Impor Lesu, Defisit Transaksi Berjalan Indonesia Turun di Bawah 1,5 Persen

Defisit transaksi berjalan pada kuartal I 2020 lebih rendah dari perkiraan, yaitu di bawah 1,5 persen PDB.

oleh Pipit Ika Ramadhani diperbarui 17 Apr 2020, 19:30 WIB
Tumpukan peti barang ekspor impor di Pelabuhan Tanjung Priok, Jakarta, Senin (17/7). Ekspor dan impor masing-masing anjlok 18,82 persen dan ‎27,26 persen pada momen puasa dan Lebaran pada bulan keenam ini dibanding Mei 2017. (Liputan6.com/Angga Yuniar)
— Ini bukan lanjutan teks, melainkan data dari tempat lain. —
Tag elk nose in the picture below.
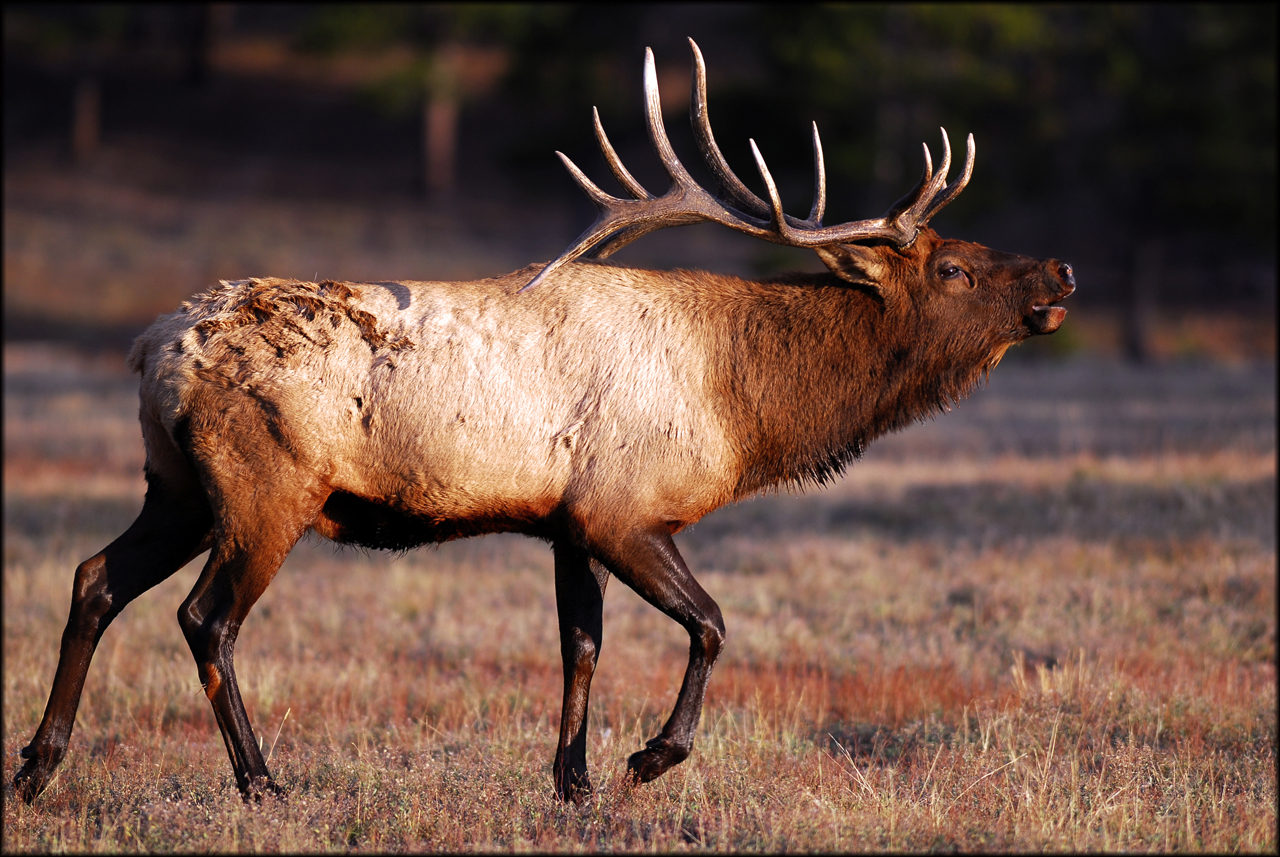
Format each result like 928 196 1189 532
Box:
1057 262 1075 294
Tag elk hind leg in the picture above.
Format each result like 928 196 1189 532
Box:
178 498 323 799
553 542 609 803
13 472 212 803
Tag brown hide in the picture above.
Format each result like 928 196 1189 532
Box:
14 36 1075 802
131 232 1064 547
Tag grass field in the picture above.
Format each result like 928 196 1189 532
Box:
4 344 1277 852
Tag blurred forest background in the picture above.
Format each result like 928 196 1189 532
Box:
4 4 1276 361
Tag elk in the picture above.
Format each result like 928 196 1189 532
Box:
14 40 1075 802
Liputan6.com, Jakarta - Bank Indonesia (BI) menyebutkan defisit transaksi berjalan (current account deficit/CAD) pada kuartal I 2020 lebih rendah dari perkiraan, yaitu di bawah 1,5 persen PDB.

"Angka ini jauh lebih rendah dari perkiraan sebelumnya 2,5 persen sampai 3 persen PDB," ujar Gubernur Bank Indonesia Perry Warjiyo, Jumat (16/4/2020).
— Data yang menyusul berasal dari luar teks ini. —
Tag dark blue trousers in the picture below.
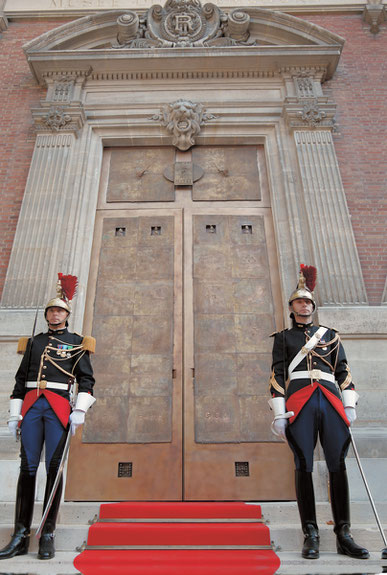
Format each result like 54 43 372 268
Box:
20 395 66 475
286 387 351 472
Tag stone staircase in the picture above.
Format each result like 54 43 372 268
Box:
0 501 387 575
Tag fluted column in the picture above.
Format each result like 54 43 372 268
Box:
282 68 367 306
2 133 75 308
294 130 367 305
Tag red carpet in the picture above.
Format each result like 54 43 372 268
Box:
74 502 280 575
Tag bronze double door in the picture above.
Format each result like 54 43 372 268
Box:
66 149 294 501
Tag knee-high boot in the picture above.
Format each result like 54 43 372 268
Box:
38 470 63 559
296 469 320 559
329 470 370 559
0 471 36 559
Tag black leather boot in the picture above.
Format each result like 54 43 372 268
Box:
0 472 36 559
296 469 320 559
38 471 63 560
329 470 370 559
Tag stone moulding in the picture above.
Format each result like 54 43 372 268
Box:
32 105 85 136
283 97 336 130
363 0 387 34
151 99 216 151
24 5 344 85
112 0 255 48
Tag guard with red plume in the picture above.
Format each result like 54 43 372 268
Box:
289 264 317 311
44 273 78 317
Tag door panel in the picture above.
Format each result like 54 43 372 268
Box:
66 146 294 501
66 210 182 500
Perry mengungkapkan, ada tiga faktor yang membuat defisit transaksi berjalan lebih rendah dari perkiraan awal. Pertama, pandemi Covid-19 berdampak pada kinerja neraca dagang karena penurunan ekspor, menyusul permintaan dan harga komoditas yang menurun, serta terganggunya rantai perdagangan dunia.

"Ekspor kenaikannya tidak setinggi yang diperkirakan. Tetapi penurunan impor juga terjadi, termasuk impor bahan baku. Hal ini menunjukkan bahwa aktivitas produksi dalam negeri menurun selama periode Covid-19," kata Perry.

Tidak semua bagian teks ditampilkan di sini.